Am I the only person disappointed to have come out of the Christmas break without a new pair of slippers?
I was quite looking forward to spending New Year’s Eve breaking in a toasty new set while working my way through a five pack of Curly Wurlys – yes, I know how to live the high life.
According to research (presumably paid for by somebody willing to splash the cash before considering the useful purpose) nearly three-quarters of us were out on the big night, be it down at the golf club dinner dance (like Mother Dearest) or clubbing into the early hours.
I was one of the forgotten 25 per cent, in fact I wouldn’t have noticed the start of 2015 if I hadn’t been woken up by what appeared to be heavy shell fire concentrated on Little Thornton.
The issue of fireworks at New Year is one I have another 12 months to stew over (it didn’t happen when I was a lad). But there’s bigger fish to fry – not least tackling the fact I spent the biggest party night of the year on the sofa.
I’ve never been one for New Years resolutions, mainly because they are rarely kept.
But I’ve decided (and this most definitely does not fall into the same camp) I need to get out more.
After all, my kids aren’t as demanding as they were – it’s time to reclaim the evenings.
What I need is a hobby.
Now, I know it’s perfectly possible to have a hobby without going out.
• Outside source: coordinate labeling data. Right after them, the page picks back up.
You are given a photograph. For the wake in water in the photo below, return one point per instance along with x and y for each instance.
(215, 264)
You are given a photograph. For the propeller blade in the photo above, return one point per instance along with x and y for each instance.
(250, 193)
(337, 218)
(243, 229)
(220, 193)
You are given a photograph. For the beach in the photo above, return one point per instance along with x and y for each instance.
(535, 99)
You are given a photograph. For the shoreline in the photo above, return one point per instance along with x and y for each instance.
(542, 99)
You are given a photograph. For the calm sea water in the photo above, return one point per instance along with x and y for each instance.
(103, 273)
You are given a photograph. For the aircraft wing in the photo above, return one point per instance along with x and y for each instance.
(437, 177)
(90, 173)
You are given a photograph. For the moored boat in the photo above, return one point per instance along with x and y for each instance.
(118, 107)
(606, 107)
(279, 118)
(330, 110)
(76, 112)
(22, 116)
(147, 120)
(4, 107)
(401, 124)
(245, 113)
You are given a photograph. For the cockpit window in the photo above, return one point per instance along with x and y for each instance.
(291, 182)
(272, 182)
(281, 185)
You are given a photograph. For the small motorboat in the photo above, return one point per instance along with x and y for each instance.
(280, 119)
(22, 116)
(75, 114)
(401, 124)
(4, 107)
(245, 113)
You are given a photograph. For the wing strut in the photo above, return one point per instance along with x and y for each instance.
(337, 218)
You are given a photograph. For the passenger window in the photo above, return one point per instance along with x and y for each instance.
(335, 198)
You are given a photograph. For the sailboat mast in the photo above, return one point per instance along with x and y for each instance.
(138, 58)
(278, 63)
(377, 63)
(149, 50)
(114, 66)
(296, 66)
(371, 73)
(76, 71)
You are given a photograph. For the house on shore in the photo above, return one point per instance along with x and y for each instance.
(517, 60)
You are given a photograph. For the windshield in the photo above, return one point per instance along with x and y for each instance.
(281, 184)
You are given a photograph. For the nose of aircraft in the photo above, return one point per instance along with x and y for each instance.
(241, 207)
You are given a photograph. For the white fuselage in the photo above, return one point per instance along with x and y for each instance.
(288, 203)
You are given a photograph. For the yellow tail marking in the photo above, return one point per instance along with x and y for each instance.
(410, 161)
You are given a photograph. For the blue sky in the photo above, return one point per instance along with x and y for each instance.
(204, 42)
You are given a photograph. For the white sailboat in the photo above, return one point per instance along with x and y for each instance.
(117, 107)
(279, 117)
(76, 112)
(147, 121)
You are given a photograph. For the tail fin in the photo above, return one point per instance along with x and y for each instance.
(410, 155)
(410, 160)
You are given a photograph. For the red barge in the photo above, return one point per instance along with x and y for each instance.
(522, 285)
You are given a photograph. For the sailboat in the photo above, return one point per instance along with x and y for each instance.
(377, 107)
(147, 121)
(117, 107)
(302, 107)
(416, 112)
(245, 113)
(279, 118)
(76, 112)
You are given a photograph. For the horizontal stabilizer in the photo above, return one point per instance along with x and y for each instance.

I’ve tried a few, glueing myself to the desk trying to build a Spitfire, doing my best impression of King Alfred when I took up baking for a day and proving one man’s weed is another man’s spud when I tried my hand at gardening.
So I’ve decided to go out and try something new – maybe even to make some new friends – knowing people who aren’t my children or employees of Fleetwood Town Football Club would be a start!
I’m willing to put my hand to anything once, even, and I say this with great dread, dancing.
A new hobby a week, that’s my aim for 2015 and, you know, I’m open to ideas.
Extreme ironing, amateur drama, barbershop singing... I’m game.